In light of these limitations and areas for future research, the intersection of CRP and ABA-based services cannot be possible if BCBAs and BCBA-Ds are not being fairly compensated regardless of their gender, the age groups they serve, the locations in which they practice, etc. As a profession that identifies functional relationships, behavior analysis must continuously examine such relationships to maintain pay equity. In conjunction with this, the field is also encouraged to examine environmental variables that are hindering and/or promoting the use of a CRP framework within clinical services. In a survey conducted by Beaulieu et al. (2019), most BCBA and BCBA-D respondents reported moderate to high levels of comfort and moderate to high skill levels in working with culturally and linguistically diverse clients, despite their report of little to no training in this area, which suggests a paucity of coursework and training across graduate training programs, employers, and continuing education that is focused on providing culturally responsive care.
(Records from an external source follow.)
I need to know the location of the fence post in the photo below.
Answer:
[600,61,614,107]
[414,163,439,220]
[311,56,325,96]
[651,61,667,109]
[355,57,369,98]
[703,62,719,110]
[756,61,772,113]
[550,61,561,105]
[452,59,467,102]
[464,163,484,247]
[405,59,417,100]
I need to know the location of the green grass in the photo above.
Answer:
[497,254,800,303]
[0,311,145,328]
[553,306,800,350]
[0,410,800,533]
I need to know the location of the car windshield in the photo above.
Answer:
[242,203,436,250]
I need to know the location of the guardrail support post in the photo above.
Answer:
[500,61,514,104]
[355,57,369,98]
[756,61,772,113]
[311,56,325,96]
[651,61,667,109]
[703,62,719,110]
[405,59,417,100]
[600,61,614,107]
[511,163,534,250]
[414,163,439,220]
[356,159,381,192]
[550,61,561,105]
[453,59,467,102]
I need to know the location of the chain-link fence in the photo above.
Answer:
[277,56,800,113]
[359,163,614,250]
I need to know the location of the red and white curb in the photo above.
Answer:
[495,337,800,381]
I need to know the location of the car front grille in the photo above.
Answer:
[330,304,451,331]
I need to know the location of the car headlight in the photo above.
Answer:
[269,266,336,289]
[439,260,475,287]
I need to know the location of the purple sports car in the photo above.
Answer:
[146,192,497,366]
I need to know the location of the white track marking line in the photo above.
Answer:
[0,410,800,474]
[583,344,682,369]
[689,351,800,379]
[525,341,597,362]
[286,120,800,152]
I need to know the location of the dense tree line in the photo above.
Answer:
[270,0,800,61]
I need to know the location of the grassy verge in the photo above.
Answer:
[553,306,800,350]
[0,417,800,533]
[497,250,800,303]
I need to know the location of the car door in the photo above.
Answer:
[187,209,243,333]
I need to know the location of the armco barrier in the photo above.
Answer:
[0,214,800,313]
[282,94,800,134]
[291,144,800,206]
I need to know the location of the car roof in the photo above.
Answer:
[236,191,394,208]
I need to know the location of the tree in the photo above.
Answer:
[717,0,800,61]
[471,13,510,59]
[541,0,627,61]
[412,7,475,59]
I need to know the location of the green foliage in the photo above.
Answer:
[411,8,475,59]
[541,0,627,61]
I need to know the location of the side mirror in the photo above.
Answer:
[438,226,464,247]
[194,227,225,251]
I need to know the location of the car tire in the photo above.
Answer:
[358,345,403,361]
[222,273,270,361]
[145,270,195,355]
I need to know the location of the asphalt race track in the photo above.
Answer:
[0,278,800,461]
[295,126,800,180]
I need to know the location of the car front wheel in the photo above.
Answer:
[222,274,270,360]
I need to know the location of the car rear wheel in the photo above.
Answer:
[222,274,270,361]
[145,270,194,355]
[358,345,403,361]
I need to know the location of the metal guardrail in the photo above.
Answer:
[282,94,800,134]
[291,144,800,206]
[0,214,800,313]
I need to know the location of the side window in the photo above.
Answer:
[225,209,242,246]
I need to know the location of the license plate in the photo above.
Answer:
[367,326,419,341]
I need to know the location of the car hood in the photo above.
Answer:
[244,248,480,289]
Thankfully since then, numerous resources have become available for behavior analysts to consult, such as how each characteristic of CRP can overlap with ABA, particularly for behavior analysts working in educational settings (Hugh-Pennie et al., 2021), ways that the field can move toward becoming anti-racist (Levy et al., 2021), a conceptualization of power and privilege (Louisiana Contextual Science Research Group, 2022), how the field can move away from disciplinary centrism and toward humble behaviorism (Kirby et al., 2022), ways that behavior analysts can engage in self-assessment of awareness, knowledge, and skills in the context of culturally responsive services (Beaulieu & Jimenez-Gomez, 2022), how cultural responsiveness can be used in behavior-analytic research and practice (Jimenez-Gomez & Beaulieu, 2022), and much more, which all can maintain the provision of ABA-based services informed by a framework of CRP. Despite the field’s continued journey toward creating culturally aligned, sustainable, and inclusive environments, particularly for historically underrepresented communities, some of the work can be ameliorated by maintaining pay equity and continuously educating oneself on best practices to support children/individuals of various racial, ethnic, economic, linguistic, and disability groups.

To the knowledge of the authors, the current study is among the first empirical studies on the wages of BCBAs and BCBA-Ds, particularly for those who serve children. It is heartening to see that within a predominantly female field, such BACB certificants are being compensated fairly and equitably. Although statistically significant differences were not found in pay between males and females (e.g., the current study and Vance & Saini, 2022), differences in pay among gender were seen, which is alarming. Moreover, a statistically significant difference was detected for BCBAs and BCBA-Ds who served rural areas in the current study. These findings highlight the necessity for additional and more comprehensive research to ensure that the profession of behavior analysis continues to work toward and maintain fair and equitable practices. By offering fair and compelling wages, the field of behavior analysis can attract a wide range of talented individuals from varied backgrounds, which can continue the field’s efforts in considering culture within services. Moreover, as the demographics and needs of the field evolve, it may be that remuneration of behavior analysts shifts as well. In considering the various biological, psychological, and emotional changes that children experience, behavior analysts have the tools to support children during these challenging times. Therefore, the utilization of our science can apply not only to traditional populations (e.g., individuals with developmental disabilities, individuals with health issues, etc.), but to our own population, where we can shape an equitable and sustainable field.